Retrieving data from device to host memory while computer is rendering OpenGL graphics through the s

I have two separate applications using the object defined by the same custom class that I have written to encapsulate the CUDA and CUBLAS function calls and structures. When I ran the following code snippet in a console application, I can access the device pointer with no problems.

theCudaObj->CopyDispFromGPU(55, thu);

theCudaObj->CopyForcesToGPU(55, &f[55]);

with

int CudaObj::CopyForcesToGPU( int node, const void *src, size_t count /*= 3*sizeof(*forces)*/ )

{

	// check if exceeded dimensions

	if (node + count > dim*sizeof(*forces)) return -1;

	state = cudaMemcpy(&forces[node], src, count, cudaMemcpyHostToDevice);

	if(state != CUDA_SUCCESS) {

		printf("Error copy to video memory.\n");

		return -1;

	}

	return 0;

}

int CudaObj::CopyDispFromGPU( int node, void *dst, size_t count /*= 3*sizeof(float)*/ )

{

	// check to see if memory are within bounds

	if(node + count > dim*sizeof(*forces)) return -1;

	state = cudaMemcpy(dst, (const void*) &disp[node], count, cudaMemcpyDeviceToHost);

	if(state != CUDA_SUCCESS) {

		printf("Error copy to video memory.\n");

		return -1;

	}

	return 0;

}

When I call these functions in a MFC application with view windows rendering graphics using OpenGL, cudaMemcpy() function cannot succeed when being called in similar manner.
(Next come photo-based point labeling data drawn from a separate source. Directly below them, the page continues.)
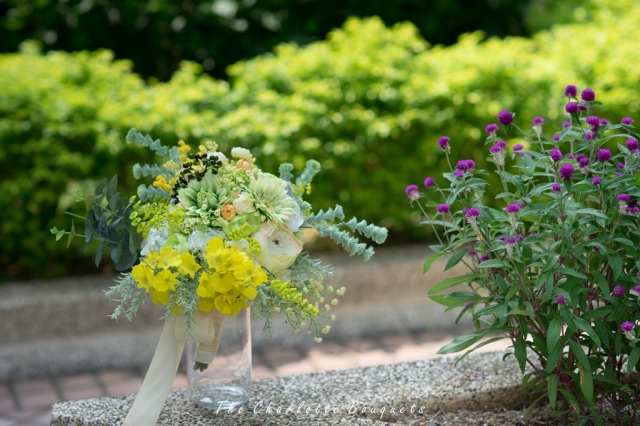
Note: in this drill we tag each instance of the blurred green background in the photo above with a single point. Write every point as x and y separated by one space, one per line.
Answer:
366 88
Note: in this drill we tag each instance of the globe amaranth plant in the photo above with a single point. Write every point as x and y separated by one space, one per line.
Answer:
556 269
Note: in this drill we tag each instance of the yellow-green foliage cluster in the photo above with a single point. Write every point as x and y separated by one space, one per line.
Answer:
369 103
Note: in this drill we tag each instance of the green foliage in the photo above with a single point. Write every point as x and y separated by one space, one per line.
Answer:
157 34
369 103
554 266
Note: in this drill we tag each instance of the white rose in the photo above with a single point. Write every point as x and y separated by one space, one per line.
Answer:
243 153
243 204
279 247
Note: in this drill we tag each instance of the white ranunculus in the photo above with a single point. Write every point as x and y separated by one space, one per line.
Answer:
279 247
296 220
243 153
243 204
155 240
218 155
198 240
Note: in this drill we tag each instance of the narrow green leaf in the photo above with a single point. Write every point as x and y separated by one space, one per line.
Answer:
455 259
552 389
72 233
586 379
520 349
572 273
430 260
463 342
553 335
453 281
634 357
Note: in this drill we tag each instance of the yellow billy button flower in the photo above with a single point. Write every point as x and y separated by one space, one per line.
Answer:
152 260
165 281
169 257
189 266
143 276
231 303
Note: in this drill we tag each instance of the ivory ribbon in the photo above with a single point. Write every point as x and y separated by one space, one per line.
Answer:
206 330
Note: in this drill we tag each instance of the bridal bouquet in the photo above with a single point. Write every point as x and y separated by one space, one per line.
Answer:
214 233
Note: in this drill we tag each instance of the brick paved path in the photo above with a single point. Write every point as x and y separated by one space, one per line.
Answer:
29 402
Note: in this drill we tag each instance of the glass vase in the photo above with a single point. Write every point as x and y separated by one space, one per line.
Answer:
226 382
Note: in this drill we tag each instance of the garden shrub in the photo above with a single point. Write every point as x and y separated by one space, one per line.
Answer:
369 102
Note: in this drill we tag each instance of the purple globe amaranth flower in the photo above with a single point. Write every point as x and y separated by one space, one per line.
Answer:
412 192
567 171
618 291
571 91
583 161
604 155
594 122
571 107
443 142
473 212
512 208
627 326
588 95
505 117
491 128
466 165
429 181
443 208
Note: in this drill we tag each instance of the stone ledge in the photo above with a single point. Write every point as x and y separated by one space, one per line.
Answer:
480 382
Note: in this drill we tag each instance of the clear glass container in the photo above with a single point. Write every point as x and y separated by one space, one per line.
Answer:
226 382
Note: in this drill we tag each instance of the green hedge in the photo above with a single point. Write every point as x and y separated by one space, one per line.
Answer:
369 103
157 34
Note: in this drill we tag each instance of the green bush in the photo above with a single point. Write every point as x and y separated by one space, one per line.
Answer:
157 34
369 103
63 118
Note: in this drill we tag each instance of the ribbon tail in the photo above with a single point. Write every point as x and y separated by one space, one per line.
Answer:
157 383
207 350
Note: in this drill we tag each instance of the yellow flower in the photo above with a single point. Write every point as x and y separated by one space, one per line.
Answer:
189 266
206 304
169 257
152 260
143 276
230 303
165 281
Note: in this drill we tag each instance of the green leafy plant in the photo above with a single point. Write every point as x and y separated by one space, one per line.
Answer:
555 269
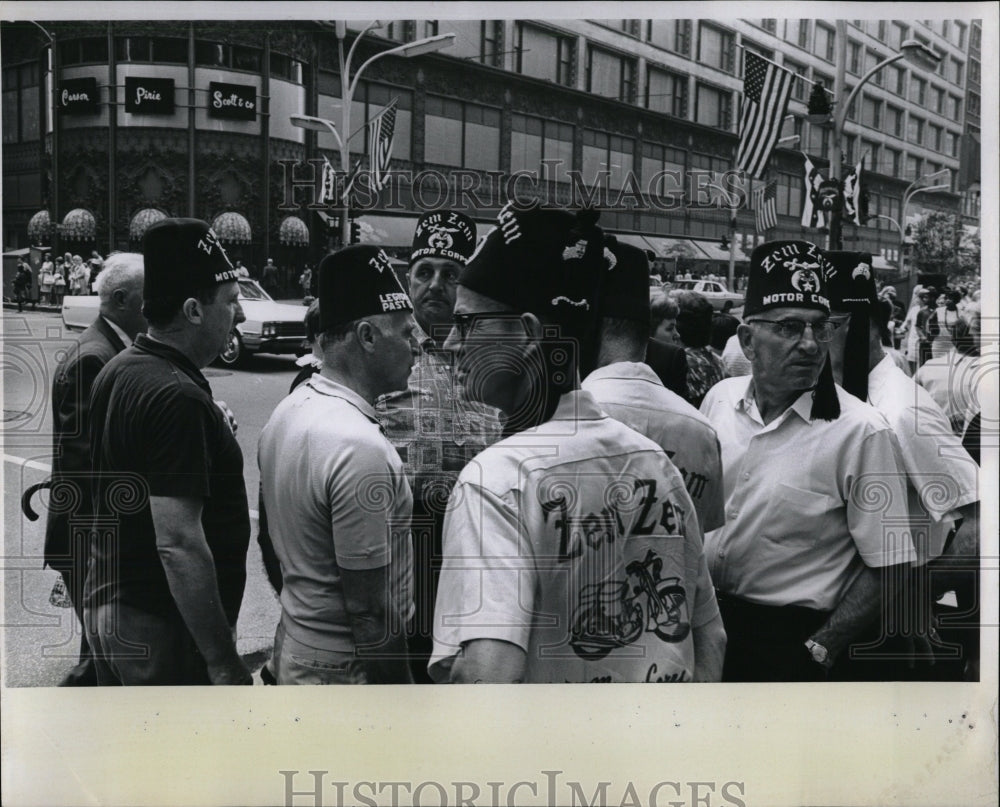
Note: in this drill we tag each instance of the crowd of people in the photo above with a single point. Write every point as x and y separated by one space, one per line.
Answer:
525 466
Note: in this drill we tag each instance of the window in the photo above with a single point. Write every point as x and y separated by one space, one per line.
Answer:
606 152
854 58
667 92
542 54
656 160
611 75
895 120
800 87
535 139
716 48
825 45
672 35
84 51
871 113
462 134
714 107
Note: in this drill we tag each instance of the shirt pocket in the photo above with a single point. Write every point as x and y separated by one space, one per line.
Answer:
801 517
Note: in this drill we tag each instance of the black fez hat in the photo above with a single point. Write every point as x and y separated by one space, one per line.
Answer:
787 273
444 234
851 287
625 290
355 282
181 258
547 262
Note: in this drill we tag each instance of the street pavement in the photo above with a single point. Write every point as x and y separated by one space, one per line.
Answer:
40 641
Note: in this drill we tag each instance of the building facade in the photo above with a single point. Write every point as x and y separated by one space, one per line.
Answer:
109 125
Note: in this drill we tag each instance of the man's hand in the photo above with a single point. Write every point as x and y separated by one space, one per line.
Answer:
230 417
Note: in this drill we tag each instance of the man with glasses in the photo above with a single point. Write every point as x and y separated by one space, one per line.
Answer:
435 430
572 552
809 473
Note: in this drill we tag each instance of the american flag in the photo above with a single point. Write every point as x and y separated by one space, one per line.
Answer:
766 90
764 203
380 131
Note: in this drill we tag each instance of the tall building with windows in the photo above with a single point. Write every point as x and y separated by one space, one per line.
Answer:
646 109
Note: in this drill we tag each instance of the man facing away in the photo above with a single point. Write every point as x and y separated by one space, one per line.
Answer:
571 550
337 499
172 526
My guess is the graphics rendering of the application is blocking the transfer between device and host. Would turning off OpenGL be helpful in resolving this issue (I’m in the progress of figuring out how to easily turn off the OpenGL rendering when the computer needs to access the GPU for CUDA operations)? What would be other alternatives to get around this problem? Thanks in advance for your advices.

There shouldn’t be any problem using OpenGL and Cuda in the same application (many of our samples do this). Are you sure you’re calling cudaMemcpy from the same thread that holds the Cuda context?

Thanks for your comments about the threads. I have realized that I have indeed run into some issues with managing the threads of my application to work with CUDA. Below is what I have originally done with construction and destruction of the threads/objects:

Construction:

Destruction:

I have created the CUDA context strictly speaking in thread #1 while constructing thread #2, leading to the error when I tried to copy the memory contents. I have tried to put the creation of the CUDA context in the very first time thread #2’s main function is resumed as follows:

int InsertionSim::main()

{

#if USECUDA

	gpu_vars = new CudaObj(this);

#endif

	while (1) {

		if(theApp->activeUserControl->GetSimMode() == USE_TRAJ ||

		   theApp->activeUserControl->GetSimMode() == MOUSE_ONLY)

				theApp->dataReady->Wait();

		if (TerminateStatus())

			break;

		try

		{

			// irrelevant code

		}

		catch (int e)

		{

			// error handling code

		}

		if(theApp->activeUserControl->GetSimMode() == USE_TRAJ ||

			theApp->activeUserControl->GetSimMode() == MOUSE_ONLY)

			// this if statement is added to skip signaling the parent thread

			// when it is already signaled in between switching from

			// haptics to non-haptics mode

			if (!theApp->dataProcessed->Read())

				theApp->dataProcessed->Signal();

	}

#if USECUDA

	delete gpu_vars;		gpu_vars = NULL;

#endif

	return 0;

}

However, if I do it this way, I run into errors exiting the application in the line of CudaObj’s destructor where cudaFree() is called. This causes the memory cleanup code after CUDA context’s cleanup code not being executed due to the error, leaving behind a mess of memory leaks.

If I instantiate the CUDA context creation in the main function as shown in my example, but leaving the destruction in the destructor of InsertionSim class being called by thread #1’s destructor, I would run into problems when trying to free the CUDA context memory created in thread #2’s main function. Knowing this information, what would be your recommendations? Thanks in advance.